I began hiding things from Andy in order to seek an escape from the pain. Watching him die each day was taking its toll on my body. I was becoming sick to my stomach and the anxiety attacks were increasing. I kept telling myself I was in control but honestly I wasn’t. The search for why God was doing this was starting.. the search for believing in something took hold in my heart. I feared rediscovering that side of me would push Andy away and so I hid that from him. The dishonesty took its first steps in our marriage.

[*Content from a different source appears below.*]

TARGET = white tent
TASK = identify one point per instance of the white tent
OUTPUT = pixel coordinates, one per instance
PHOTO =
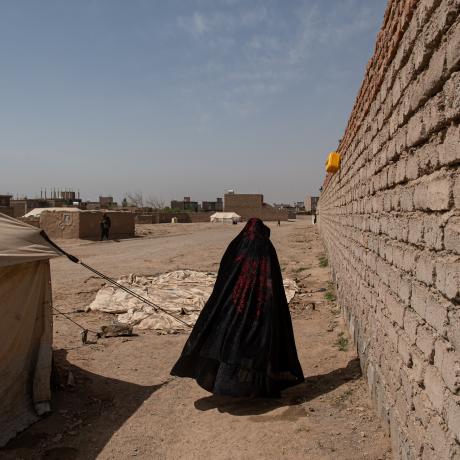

Cancer changed Andy and me. For me the ‘honest’ Sarah slowly died and looked for ways to escape the pain. To find answers. Sometimes I felt the need to sneak around to rediscover who I was. I missed my relationship with God and with Andy. I mourned it long before Andy died. The disease robbed me of the one thing Andy and I held dearly. And that was honesty. Honest about our feelings, pain, hopes for a future together, happiness were all accessible before cancer. But slowly it ate away at that core value of our love. I was not patient towards the end and didn’t wait on God, as a result I got too close to another person and relied on him too much for support I should have been seeking from God. As a result I now carry a burden of guilt towards a friend hurt in the aftermath of Cancer’s poison. I am so sorry to this person and I regret my actions and I ask for forgiveness even though I do not deserve it. She was nothing but kind to us.

To anyone starting or reaching the end of Cancer’s hold on your life I pray that you will seek out support and direction from God. Even if you may not believe or think its all bologna.. I once thought it was and I even ran from his embrace. He so wanted to help me but I was stubborn. So much pain and suffering in this world that can never be taken away, this world is screwed up and sadly Cancer is most invasive disease since it affects both patient and caregiver.

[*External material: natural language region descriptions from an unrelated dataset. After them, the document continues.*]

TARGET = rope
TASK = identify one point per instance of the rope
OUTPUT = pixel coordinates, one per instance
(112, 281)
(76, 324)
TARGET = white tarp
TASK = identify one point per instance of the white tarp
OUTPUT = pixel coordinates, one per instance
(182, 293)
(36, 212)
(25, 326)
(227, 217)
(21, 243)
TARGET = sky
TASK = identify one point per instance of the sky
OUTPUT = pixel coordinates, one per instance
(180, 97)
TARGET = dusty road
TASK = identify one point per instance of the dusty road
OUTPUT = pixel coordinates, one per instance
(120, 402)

I have reached out to one of Andy’s past doctors and we have become friends. She talks me down when I am in the grips of despair with words of encouragement. Caregivers take on so much guilt of what they could have done. I never realized the effect cancer had on me. I did but I didn’t. It really does damage loved ones..it’s no excuse for our actions, but it does expose our weaknesses. When we are weak we fall…it doesn’t care who you are or how you used to live…Cancer sucks!

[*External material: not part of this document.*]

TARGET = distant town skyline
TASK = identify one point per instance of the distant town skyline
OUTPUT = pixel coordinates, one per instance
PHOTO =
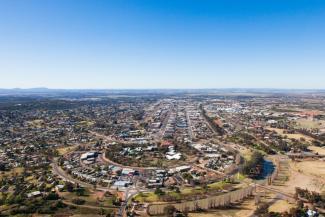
(162, 44)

I flipped open my bible in search of a verse about Weakness.. instead I found a story about vulnerability. Which makes sense, we are most vulnerable when we are not in God’s hands. Genesis 20:2.  I won’t recite it but I will write the footnotes, which may have more impact. “Abraham had used this same trick before to protect himself. Although Abraham is one of our heroes of faith, he did not learn his lesson well enough the first time. In fact, by giving in to the temptation again, he risked turning a sinful act into a sinful pattern of lying whenever he suspected his life in danger. No matter how much we love God, certain temptations are especially difficult to resist. These are the vulnerable spots in our spiritual armor. As we struggle with these weaknesses, we can be encouraged to know that God is watching out for us just as he did for Abraham”.

I am not perfect. Andy was not perfect. No one is perfect. But maybe accepting that is the first step towards healing from a past we can never forget.